When vaccines are available, what percentage of the population will likely need to be vaccinated to establish herd immunity?
It’s a guess. It is a combination of two factors: the contagiousness of the virus and the effectiveness of the vaccine. With measles, for example, you have a very, very contagious virus—the most contagious of the vaccine-preventable diseases—but you have an extraordinarily effective vaccine, so you need to have just over 90 percent of the population vaccinated. With polio, we started to see a decrease in the spread of polio when we started to get to 40-50 percent immunization rates. With rotavirus, by the time you got to 60-70 percent immunization rates, the disease dramatically declined. I think if you get to 70-80 percent with a COVID-19 vaccine you’ll see a dramatic reduction in the incidence of this disease, as a guess.
What keeps you up at night given all of this?

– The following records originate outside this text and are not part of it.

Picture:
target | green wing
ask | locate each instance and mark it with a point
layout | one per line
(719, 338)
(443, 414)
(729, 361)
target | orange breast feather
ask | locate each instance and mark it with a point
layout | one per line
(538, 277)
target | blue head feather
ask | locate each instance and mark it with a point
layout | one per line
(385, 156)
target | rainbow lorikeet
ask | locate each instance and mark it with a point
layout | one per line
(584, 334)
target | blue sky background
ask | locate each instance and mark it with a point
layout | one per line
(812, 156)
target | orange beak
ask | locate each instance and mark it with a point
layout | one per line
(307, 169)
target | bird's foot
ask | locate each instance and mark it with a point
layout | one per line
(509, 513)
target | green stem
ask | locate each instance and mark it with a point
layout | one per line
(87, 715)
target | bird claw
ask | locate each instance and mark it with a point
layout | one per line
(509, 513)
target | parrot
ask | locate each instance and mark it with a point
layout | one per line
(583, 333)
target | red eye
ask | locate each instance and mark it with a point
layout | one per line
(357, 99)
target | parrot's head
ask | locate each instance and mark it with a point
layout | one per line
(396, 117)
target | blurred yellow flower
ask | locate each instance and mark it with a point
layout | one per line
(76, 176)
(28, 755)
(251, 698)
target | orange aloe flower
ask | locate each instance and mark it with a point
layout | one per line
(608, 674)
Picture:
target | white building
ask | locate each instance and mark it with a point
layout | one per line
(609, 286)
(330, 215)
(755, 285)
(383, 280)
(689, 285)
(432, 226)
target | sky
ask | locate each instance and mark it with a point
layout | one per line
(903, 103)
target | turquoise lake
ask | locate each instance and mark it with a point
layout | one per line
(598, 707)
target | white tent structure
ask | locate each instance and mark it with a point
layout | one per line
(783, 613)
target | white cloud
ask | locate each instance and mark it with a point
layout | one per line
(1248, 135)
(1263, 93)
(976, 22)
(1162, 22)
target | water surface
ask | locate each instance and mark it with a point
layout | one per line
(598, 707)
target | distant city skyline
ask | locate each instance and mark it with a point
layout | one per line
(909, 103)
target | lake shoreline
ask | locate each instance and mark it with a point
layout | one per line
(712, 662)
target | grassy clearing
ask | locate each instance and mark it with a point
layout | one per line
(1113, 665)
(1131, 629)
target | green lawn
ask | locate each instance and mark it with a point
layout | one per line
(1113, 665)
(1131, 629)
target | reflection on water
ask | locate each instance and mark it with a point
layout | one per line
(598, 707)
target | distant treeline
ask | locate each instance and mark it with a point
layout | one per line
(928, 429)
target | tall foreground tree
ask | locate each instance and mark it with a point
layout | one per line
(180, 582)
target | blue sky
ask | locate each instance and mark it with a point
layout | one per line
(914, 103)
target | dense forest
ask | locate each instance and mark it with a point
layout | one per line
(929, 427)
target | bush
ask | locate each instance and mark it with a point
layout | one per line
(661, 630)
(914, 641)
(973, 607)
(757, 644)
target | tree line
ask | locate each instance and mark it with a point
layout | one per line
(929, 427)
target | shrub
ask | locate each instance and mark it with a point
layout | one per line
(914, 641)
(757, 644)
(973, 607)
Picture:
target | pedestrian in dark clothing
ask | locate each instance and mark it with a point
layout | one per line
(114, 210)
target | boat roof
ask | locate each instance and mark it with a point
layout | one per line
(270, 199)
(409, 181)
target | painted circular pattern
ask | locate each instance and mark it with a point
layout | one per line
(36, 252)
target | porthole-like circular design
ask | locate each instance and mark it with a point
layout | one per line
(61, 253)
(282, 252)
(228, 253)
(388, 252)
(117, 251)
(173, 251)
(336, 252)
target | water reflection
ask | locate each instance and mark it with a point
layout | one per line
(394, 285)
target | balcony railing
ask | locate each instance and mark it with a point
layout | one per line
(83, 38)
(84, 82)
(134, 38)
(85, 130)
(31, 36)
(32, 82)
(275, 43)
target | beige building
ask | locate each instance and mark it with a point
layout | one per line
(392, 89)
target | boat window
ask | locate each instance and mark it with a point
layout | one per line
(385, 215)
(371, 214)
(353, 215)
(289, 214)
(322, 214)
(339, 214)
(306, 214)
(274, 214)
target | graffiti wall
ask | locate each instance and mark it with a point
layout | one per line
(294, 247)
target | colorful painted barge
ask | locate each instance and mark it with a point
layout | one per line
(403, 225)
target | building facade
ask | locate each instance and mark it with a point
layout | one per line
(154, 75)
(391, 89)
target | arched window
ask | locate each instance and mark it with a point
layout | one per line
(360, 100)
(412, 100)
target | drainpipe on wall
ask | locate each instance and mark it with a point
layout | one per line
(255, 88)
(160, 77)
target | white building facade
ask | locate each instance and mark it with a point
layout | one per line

There is a system, which I trust, that has been in place since the 1950s to make sure that the vaccines that are brought into this country are tested as much as is reasonable to mitigate risks regarding safety and efficacy. This system involves the NIH, the CDC [US Centers for Disease Control and Prevention], and the FDA [US Food and Drug Administration]. As long as that system stays in place, I’m good. What worries me is that this system could be perturbed by an administration that perturbs the science. This is an administration that took the words climate change off the EPA’s [US Environmental Protection Agency’s] website. This is an administration that pushed hydroxychloroquine [as a COVID-19 treatment] and got the FDA to approve it—a product that had never been shown to work, was known to have a certain level of toxicity, and that ended up doing more harm than good. That was the FDA at its worst. They let themselves be pushed around and if that happens here, that would be a problem.